Дэн ложится на траву, раскинув руки, и наблюдает за движением тонких облаков на голубом небе — не спасают от лучей солнца. Становится невыносимо душно, поэтому ему стоит притормозить. Обращает взгляд на пробегающего мимо друга. Он точно рехнулся. Куда так гнать? И с какой целью?
Девушки из группы начинают разминаться, привлекая внимание короткими шортиками и оголенными животами. Парни устало располагаются на траве на другой стороне поля, и отдыхают, опустошая бутылки с водой. Брук оттягивает край ткани топика, поднимает ладонь над лицом, чтобы уберечь глаза от попадания лучей солнца. Отходит от подруг, без надежды увидеть Дилана, осматривает поле, и останавливает на нужном парне слегка удивленное внимание. Не часто встретишь этого типа на утренней тренировке, но Брук, честно, рада, что он здесь. Значит, она наконец может обсудить с ним волнующую проблему.
Дилан замедляет бег, переходит на шаг, когда чувствует, что его сердце начинает приятно ныть от получаемой нагрузки. Парень контролирует хриплое дыхание, шагает по специально отведенной дорожке с резиновой поверхностью, и не сдерживается, принявшись поглаживать кожу плеча, чтобы как-то унять фантомный зуд. Да, именно психологический, потому что на коже у него нет раздражения. До сих пор не может понять, что именно с ним происходит, но эта чертовщина изматывает морально.
Дилан шагает, но для Брук его темп — легкий бег, поэтому девушка спешно подбегает, быстро перебирая ногами, дабы идти наравне:
— Привет, — немного тревожно улыбается, поправляя хвост из волос. — Тебя не было вчера. Почему? — приходится поднять голову выше, чтобы видеть лицо парня, который без эмоций и устало отвечает:
— Спал, — но шаг не сбавляет, не позволяя себе расслабиться. Брук смеется, качнув головой:
— Понятно, — ничего нового не узнает, Дилан часто пропускает занятия по этой важной причине. Замолкает, чувствуя, как напрягаются мышцы её ног от такого длительного хождения. Посматривает на О’Брайена, открывая рот, но пока еще не молвит о тревоге, продолжая поддерживать их общую тишину. Натянутое молчание, правда, Дилан не ощущает скованности, ведь мысленно контролирует себя, следя за ходом раздумий, чтобы те, к черту, не привели его в тупик. Тот самый.

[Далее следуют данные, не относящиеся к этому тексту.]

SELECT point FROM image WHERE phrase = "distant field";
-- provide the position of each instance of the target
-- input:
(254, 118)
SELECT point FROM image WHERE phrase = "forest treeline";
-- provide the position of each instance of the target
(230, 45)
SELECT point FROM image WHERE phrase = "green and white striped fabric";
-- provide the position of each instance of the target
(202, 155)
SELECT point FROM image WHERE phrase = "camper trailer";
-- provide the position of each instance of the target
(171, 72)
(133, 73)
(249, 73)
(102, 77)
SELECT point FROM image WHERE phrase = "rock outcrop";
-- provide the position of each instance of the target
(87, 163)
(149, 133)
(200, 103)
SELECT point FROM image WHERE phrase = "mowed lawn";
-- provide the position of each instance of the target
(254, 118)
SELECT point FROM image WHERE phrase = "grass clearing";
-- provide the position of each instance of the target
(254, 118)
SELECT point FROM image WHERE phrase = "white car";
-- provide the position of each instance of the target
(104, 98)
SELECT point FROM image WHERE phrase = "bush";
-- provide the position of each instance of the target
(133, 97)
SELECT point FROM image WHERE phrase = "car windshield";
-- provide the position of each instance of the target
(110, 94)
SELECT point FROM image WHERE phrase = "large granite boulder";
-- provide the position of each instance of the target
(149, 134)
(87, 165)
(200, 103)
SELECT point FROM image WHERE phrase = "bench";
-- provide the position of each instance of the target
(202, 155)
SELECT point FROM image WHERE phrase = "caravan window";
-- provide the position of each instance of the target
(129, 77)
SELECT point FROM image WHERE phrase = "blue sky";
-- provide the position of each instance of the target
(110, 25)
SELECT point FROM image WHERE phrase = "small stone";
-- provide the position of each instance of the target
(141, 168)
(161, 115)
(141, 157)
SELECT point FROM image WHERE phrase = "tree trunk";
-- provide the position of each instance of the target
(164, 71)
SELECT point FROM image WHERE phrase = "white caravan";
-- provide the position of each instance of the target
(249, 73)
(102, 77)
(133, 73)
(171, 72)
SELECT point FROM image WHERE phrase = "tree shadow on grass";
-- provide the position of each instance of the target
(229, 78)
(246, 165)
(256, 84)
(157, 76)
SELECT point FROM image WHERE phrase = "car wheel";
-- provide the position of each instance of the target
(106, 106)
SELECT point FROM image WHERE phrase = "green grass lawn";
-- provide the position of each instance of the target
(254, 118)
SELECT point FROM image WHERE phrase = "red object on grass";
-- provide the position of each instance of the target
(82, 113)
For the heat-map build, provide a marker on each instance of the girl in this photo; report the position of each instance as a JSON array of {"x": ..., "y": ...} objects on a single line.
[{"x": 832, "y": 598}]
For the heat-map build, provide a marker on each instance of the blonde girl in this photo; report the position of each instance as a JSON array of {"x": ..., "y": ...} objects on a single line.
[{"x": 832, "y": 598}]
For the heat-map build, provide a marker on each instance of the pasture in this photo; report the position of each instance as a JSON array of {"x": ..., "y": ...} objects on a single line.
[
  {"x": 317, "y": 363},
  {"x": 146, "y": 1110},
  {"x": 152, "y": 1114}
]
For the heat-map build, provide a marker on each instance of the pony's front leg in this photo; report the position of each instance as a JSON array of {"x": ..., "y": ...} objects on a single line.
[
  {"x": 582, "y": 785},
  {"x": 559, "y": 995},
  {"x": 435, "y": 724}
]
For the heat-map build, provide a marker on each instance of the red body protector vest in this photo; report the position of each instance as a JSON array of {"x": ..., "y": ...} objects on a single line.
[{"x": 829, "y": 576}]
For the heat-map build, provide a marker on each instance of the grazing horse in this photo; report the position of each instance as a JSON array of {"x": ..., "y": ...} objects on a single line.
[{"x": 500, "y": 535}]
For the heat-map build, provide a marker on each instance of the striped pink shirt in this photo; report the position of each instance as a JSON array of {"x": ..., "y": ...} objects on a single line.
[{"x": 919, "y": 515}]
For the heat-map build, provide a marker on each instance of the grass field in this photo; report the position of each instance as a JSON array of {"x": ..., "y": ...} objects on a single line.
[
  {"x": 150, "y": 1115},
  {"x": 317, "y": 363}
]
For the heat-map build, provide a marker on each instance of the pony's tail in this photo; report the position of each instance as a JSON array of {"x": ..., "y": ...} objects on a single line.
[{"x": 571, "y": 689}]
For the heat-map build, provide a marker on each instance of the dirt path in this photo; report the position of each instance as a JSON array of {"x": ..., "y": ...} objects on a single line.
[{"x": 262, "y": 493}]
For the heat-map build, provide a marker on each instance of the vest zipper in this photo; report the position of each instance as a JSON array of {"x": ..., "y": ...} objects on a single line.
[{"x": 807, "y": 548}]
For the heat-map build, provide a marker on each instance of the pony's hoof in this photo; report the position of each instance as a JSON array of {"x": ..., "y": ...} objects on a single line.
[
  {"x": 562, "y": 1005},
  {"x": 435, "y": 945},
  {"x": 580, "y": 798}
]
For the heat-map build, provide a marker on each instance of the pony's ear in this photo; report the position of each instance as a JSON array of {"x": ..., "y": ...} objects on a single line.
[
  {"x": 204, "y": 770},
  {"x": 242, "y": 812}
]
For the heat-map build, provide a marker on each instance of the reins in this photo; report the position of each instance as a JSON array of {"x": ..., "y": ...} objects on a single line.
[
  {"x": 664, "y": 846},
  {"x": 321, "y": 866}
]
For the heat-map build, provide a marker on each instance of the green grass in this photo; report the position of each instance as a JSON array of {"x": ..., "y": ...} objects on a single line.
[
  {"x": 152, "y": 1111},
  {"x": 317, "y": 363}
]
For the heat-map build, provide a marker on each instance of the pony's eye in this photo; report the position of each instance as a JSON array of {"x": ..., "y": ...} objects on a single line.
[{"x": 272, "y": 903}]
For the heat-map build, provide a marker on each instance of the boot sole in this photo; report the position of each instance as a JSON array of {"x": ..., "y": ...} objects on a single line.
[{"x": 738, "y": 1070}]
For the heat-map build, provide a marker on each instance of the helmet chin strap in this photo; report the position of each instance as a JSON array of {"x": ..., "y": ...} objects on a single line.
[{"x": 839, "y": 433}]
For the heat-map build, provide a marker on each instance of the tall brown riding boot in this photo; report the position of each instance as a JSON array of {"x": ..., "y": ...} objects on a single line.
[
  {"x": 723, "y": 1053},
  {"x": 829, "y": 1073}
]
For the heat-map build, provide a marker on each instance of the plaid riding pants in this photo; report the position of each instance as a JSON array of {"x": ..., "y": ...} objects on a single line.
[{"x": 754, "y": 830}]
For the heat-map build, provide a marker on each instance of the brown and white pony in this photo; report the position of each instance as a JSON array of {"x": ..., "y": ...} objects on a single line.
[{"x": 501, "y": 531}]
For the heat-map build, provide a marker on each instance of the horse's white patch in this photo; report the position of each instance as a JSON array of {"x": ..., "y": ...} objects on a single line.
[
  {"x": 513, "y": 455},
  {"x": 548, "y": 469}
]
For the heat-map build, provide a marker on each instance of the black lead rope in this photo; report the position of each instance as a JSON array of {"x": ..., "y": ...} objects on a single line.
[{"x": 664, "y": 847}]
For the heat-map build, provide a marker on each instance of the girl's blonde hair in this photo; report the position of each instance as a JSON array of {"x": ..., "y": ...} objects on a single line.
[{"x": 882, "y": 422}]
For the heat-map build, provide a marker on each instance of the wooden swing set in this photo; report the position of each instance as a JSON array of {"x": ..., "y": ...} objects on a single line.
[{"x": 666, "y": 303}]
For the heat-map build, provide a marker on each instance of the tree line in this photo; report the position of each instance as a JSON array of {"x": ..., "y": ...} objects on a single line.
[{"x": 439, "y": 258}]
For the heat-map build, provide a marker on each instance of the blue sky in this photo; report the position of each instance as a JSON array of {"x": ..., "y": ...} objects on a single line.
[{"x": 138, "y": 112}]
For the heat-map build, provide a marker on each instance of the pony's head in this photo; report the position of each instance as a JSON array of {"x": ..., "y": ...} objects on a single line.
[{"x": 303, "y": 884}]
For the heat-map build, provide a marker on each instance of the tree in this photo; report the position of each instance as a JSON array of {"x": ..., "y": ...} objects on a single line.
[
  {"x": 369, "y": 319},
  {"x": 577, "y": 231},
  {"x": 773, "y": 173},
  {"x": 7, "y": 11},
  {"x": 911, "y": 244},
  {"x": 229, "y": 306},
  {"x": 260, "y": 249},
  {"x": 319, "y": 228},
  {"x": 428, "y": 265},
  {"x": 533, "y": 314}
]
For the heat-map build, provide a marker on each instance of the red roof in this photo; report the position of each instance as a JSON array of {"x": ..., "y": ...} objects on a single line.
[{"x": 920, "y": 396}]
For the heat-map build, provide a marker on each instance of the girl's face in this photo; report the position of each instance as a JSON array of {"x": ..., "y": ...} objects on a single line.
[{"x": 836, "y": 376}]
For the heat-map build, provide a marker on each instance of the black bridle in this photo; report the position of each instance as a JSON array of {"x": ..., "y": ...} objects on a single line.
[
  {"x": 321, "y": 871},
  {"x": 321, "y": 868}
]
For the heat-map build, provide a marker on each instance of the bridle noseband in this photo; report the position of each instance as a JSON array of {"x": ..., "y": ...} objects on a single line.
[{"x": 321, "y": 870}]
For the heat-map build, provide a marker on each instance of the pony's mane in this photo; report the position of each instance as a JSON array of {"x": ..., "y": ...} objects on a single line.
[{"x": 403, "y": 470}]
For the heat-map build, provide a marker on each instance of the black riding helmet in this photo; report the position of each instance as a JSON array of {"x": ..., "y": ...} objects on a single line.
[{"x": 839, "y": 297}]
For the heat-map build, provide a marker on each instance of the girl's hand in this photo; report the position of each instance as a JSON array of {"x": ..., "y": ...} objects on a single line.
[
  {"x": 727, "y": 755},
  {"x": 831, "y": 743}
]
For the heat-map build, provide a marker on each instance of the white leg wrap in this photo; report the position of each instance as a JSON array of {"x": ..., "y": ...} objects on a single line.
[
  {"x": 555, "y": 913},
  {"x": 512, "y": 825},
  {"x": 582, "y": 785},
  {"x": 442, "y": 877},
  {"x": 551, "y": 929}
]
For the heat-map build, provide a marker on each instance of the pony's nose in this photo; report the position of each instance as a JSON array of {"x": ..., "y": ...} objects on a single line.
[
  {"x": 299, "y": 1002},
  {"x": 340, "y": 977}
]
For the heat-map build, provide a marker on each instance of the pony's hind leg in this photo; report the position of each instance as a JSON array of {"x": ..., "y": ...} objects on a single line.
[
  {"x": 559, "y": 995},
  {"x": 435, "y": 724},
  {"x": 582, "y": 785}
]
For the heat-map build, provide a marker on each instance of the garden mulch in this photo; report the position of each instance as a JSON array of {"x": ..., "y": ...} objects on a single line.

— Слушай, — Брук начинает, вытягивая из себя слова. — Я хотела поговорить о Нораме, — тараторит, больно нервно, ожидая резкого негатива со стороны парня. И лучше бы он отреагировал. Девушка больше переживает насчет его молчания, так как хрен поймешь, о чем он думает и как относится к происходящему. Брук поглядывает на Дилана, потирает ладони. Ждет. Почему он молчит? Почему не смотрит на неё в ответ? Он слушает?
Девушка моргает, недолго пялясь под ноги:
— Ходят слухи, что он вернулся.
— Он вернулся, — Дилан дает убежденный ответ, продолжая морщиться от потери контроля над болью в теле. Смотрит по сторонам. Продолжает идти.
Брук ускоряет шаг, замечая, как отстает:
— Ты с ним уже говорил?
— Зачем? — О’Брайен грубо осекает её, заставив растерянно запинаться:
— Н-у…
Внезапно для неё Дилан решает остановиться. Он тормозит, поставив руки на талию, и наклоняется немного вперед, дергая то одной ногой, то второй, чтобы избежать скованности в мышцах, и поворачивается всем телом к девушке, которая с волнением смотрит ему в глаза, глотая комки тревоги.
— Брук, — то, как он обычно произносит её имя — ей это нравится, пускай даже сейчас парень выглядит сердито, но девушка смотрит на него с распахнутыми глазами, утопая в ощущении внимания со стороны человека, к которому испытывает нездоровую тягу.